Int J Radiat Oncol Biol Phys. 1988 Apr;14(4):669-76. doi: 10.1016/0360-3016(88)90088-0.
At our Institution, the treatment policy for early carcinoma of the breast (T1-2, NO, AJC) is lumpectomy followed by radiotherapy to the breast and peripheral lymphatics. From October 1976 until December 1982, 171 patients have been admitted and treated. Radiotherapy was administered with 60 Co, 5.000 cGy in 5 weeks to the breast and lymphatics plus a boost to the scar giving q.s.p. 6.400 cGy at maximum tumor depth. With a minimum follow-up of 3 years and a median follow-up of 61.7 months the locoregional control was 94.2% and survival at 8 years with no evidence of disease (NED) was 77.2% with an overall survival rate of 90%. No difference in NED survival rate was found between Stage I and II. There was a tendency to better survival rate in those patients older than 50 years and also for post menopausal patients, however the difference did not reach statistical significance (66.7% NED survival at 8 years for premenopausal and 81.8% NED survival for post menopausal, also at 8 years, p = 0.056 Gehan). The time elapsed between surgery and radiation therapy (between 1 and 2 months) was found to be nonsignificant. Only 1 out of 171 patients had axillary dissection. The importance or lack of it, is discussed.

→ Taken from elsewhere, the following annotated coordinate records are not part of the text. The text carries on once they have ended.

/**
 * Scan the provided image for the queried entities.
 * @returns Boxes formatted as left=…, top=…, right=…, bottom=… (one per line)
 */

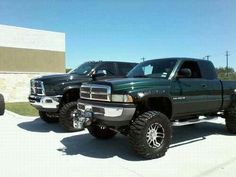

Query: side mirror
left=92, top=70, right=107, bottom=81
left=177, top=68, right=192, bottom=78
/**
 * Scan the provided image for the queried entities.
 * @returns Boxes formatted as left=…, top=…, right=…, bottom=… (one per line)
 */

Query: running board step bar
left=172, top=116, right=218, bottom=127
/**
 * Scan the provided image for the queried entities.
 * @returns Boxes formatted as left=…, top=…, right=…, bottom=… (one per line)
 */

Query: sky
left=0, top=0, right=236, bottom=69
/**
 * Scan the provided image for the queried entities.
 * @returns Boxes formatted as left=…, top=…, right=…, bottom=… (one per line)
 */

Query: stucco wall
left=0, top=47, right=65, bottom=72
left=0, top=25, right=65, bottom=72
left=0, top=73, right=55, bottom=102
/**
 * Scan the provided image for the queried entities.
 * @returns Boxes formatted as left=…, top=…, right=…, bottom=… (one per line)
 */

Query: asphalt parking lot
left=0, top=111, right=236, bottom=177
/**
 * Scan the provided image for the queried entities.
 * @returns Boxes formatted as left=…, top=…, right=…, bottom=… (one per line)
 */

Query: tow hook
left=73, top=111, right=92, bottom=131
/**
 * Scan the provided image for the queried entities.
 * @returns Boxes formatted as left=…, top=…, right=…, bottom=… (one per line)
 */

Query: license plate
left=84, top=111, right=93, bottom=118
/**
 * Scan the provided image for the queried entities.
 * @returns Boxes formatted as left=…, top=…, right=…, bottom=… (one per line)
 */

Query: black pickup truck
left=29, top=61, right=137, bottom=131
left=77, top=58, right=236, bottom=158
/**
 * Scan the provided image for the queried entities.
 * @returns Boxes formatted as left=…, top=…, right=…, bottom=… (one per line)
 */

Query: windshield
left=69, top=62, right=96, bottom=75
left=127, top=59, right=177, bottom=79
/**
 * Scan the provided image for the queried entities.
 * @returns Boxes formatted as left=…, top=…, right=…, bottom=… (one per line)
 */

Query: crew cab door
left=171, top=61, right=208, bottom=117
left=96, top=62, right=118, bottom=79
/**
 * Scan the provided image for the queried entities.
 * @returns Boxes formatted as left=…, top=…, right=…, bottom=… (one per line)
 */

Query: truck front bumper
left=28, top=95, right=62, bottom=112
left=77, top=99, right=136, bottom=127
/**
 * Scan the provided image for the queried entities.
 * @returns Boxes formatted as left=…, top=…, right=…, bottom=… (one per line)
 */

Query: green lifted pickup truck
left=77, top=58, right=236, bottom=159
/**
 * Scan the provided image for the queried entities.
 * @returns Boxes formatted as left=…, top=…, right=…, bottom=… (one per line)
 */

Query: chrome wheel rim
left=146, top=123, right=165, bottom=148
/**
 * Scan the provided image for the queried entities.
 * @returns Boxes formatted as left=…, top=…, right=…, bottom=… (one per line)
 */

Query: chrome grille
left=80, top=84, right=111, bottom=101
left=30, top=80, right=45, bottom=95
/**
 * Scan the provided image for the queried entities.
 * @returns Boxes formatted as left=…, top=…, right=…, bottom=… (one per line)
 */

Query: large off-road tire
left=87, top=124, right=117, bottom=139
left=59, top=102, right=80, bottom=132
left=39, top=111, right=59, bottom=123
left=0, top=94, right=5, bottom=115
left=225, top=110, right=236, bottom=133
left=129, top=111, right=172, bottom=159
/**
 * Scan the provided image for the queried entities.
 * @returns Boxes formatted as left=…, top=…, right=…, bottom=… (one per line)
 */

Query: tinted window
left=96, top=62, right=116, bottom=76
left=180, top=61, right=202, bottom=78
left=199, top=61, right=217, bottom=80
left=117, top=63, right=135, bottom=76
left=69, top=62, right=97, bottom=75
left=127, top=59, right=177, bottom=79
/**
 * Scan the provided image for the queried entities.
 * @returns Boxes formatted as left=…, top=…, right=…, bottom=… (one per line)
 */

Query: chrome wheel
left=146, top=123, right=165, bottom=148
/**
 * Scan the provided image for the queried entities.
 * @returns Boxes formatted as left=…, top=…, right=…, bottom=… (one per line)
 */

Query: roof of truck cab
left=146, top=57, right=209, bottom=61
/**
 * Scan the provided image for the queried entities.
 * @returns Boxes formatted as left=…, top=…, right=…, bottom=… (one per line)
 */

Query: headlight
left=111, top=94, right=133, bottom=103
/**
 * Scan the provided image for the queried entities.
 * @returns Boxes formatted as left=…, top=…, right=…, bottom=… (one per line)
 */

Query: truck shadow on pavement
left=57, top=122, right=231, bottom=161
left=17, top=118, right=65, bottom=133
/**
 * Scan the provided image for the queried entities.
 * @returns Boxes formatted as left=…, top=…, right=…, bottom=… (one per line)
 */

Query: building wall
left=0, top=47, right=65, bottom=72
left=0, top=25, right=65, bottom=102
left=0, top=25, right=65, bottom=73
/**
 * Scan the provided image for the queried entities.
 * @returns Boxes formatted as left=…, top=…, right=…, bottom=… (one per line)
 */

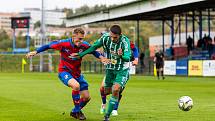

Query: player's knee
left=85, top=96, right=91, bottom=102
left=112, top=84, right=120, bottom=96
left=104, top=88, right=111, bottom=95
left=69, top=82, right=80, bottom=90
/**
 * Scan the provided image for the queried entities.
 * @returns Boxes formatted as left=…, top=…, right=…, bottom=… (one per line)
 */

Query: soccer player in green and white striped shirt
left=76, top=25, right=131, bottom=121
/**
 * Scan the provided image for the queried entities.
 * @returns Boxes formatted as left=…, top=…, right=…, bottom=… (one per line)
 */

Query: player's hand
left=100, top=57, right=111, bottom=64
left=117, top=48, right=122, bottom=56
left=132, top=59, right=138, bottom=66
left=26, top=51, right=37, bottom=58
left=70, top=53, right=81, bottom=59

在我们机构,早期乳腺癌(T1 - 2,NO,AJC)的治疗策略是乳房肿瘤切除术,随后对乳房及周围淋巴管进行放射治疗。从1976年10月至1982年12月,共收治并治疗了171例患者。采用钴 - 60进行放射治疗,5周内给予乳房和淋巴管5000厘戈瑞,同时对手术瘢痕进行追加照射,在肿瘤最大深度处给予总量达6400厘戈瑞。最短随访3年,中位随访时间为61.7个月,局部区域控制率为94.2%,8年无疾病证据(NED)生存率为77.2%,总生存率为90%。I期和II期患者的NED生存率无差异。年龄大于50岁的患者以及绝经后患者的生存率有提高的趋势,但差异未达到统计学意义(绝经前患者8年NED生存率为66.7%,绝经后患者8年NED生存率为81.8%,p = 0.056,Gehan检验)。手术与放射治疗之间的时间间隔(1至2个月)无显著意义。171例患者中仅1例行腋窝淋巴结清扫术。文中讨论了腋窝淋巴结清扫术的重要性或其必要性的缺失。